Strange begins to lose himself as he frantically attempts to find a way to repair the damage done to his hands. After countless dead ends, he tries one last ditch effort to find a way to heal his hands and heads off to Nepal to find a spiritual healing center. What Strange doesn’t realize is that this healing center in Katmandu is a teaching center for those who wish to learn the Mystic Arts. This is where the audience is introduced to The Ancient One (Tilda Swinton), Mordo (Chiwetel Ejiofor), and Wong (Benedict Wong).
What has made most Marvel films so successful is that the characters are richly developed films, the narrative is written well, and the fantasy/action elements of the movie are at least realistic. In Dr. Strange, it would appear everything is in reverse. The visuals are bright/bold, and the fantasy/action elements are indeed jaw-dropping (If you plan to see this film pay to see it in IMAX). The characters are very generic and the narrative trudges along instead of the normal flow we are accustom to in previous Marvel films.

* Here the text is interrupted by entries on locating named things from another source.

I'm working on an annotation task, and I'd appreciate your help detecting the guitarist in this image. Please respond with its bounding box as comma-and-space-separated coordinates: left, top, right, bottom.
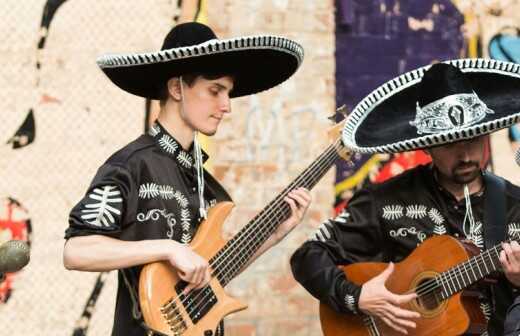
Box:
291, 60, 520, 335
63, 22, 310, 336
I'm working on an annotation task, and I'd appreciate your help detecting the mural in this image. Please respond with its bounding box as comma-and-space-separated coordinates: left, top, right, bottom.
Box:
335, 0, 467, 211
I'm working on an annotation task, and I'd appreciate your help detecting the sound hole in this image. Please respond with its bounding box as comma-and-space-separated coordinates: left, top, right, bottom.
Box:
415, 278, 442, 310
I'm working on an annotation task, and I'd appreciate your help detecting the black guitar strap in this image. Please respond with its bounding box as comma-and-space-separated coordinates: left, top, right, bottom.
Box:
484, 172, 506, 249
483, 172, 512, 335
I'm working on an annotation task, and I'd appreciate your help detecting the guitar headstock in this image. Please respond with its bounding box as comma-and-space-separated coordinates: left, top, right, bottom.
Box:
327, 105, 352, 161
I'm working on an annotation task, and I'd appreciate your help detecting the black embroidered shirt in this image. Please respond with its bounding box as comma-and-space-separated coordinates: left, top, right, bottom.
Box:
65, 123, 230, 336
291, 166, 520, 335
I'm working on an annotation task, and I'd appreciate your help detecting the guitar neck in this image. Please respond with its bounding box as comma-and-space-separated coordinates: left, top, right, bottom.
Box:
210, 140, 343, 286
435, 240, 502, 299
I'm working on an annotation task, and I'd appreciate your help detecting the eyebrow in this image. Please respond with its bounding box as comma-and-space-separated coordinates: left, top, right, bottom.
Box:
213, 82, 233, 91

While I understand the need to set up an origin story for Doctor Strange, there has to be a balance between the origin story, character development, and the action that we are accustom to during a Marvel film. Director Scott Derrickson allows the film to spend way to much time in Nepal and not enough time seeing Strange grow into his role as Sorcerer Supreme. If the audience is to believe this timeline, he goes from complete sorcerer trainee to master of the mystic arts in record time.
Why didn’t Derrickson learn from previous Marvel films? Take for example Iron Man. In the original movie, Tony Stark (Robert Downey Jr.) didn’t just immediately go from being a weapons dealer to protector of all people in record time. He had to endure kidnapping and torture and the hands of terrorists. Now one would think that would have been plenty to change his outlook on things, but it took the loss of a fellow prisoner during an escape attempt to open his eyes to what he needed to do. Where’s Strange’s moment? In this film, he goes from being a doctor to being injured to being one the more powerful sorcerers in the Universe. Nothing in his narrative made me pull for him. When Strange does start to get a handle on his powers, my reaction was “Great … I guess.”

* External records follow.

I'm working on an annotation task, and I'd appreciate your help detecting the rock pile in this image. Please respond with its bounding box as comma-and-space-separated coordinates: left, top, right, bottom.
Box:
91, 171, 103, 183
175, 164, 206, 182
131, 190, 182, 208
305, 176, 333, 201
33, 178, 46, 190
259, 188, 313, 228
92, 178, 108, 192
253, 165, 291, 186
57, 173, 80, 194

Mads Mikkelsen and Chiwetel Ejiofor both give incredibly bland performances. Mikkelsen is one of the worst villains that has been in a Marvel Film (and I’ve seen them all). Mikkelsen character is supposed to strike fear in the audience, and the response was something closer apathy. Benedict Cumberbatch doesn’t lose himself in the role of Dr. Stephen Strange. He looks the part (and he does look cool), but his performance is more run of the mill than they dynamic performance that I was expecting.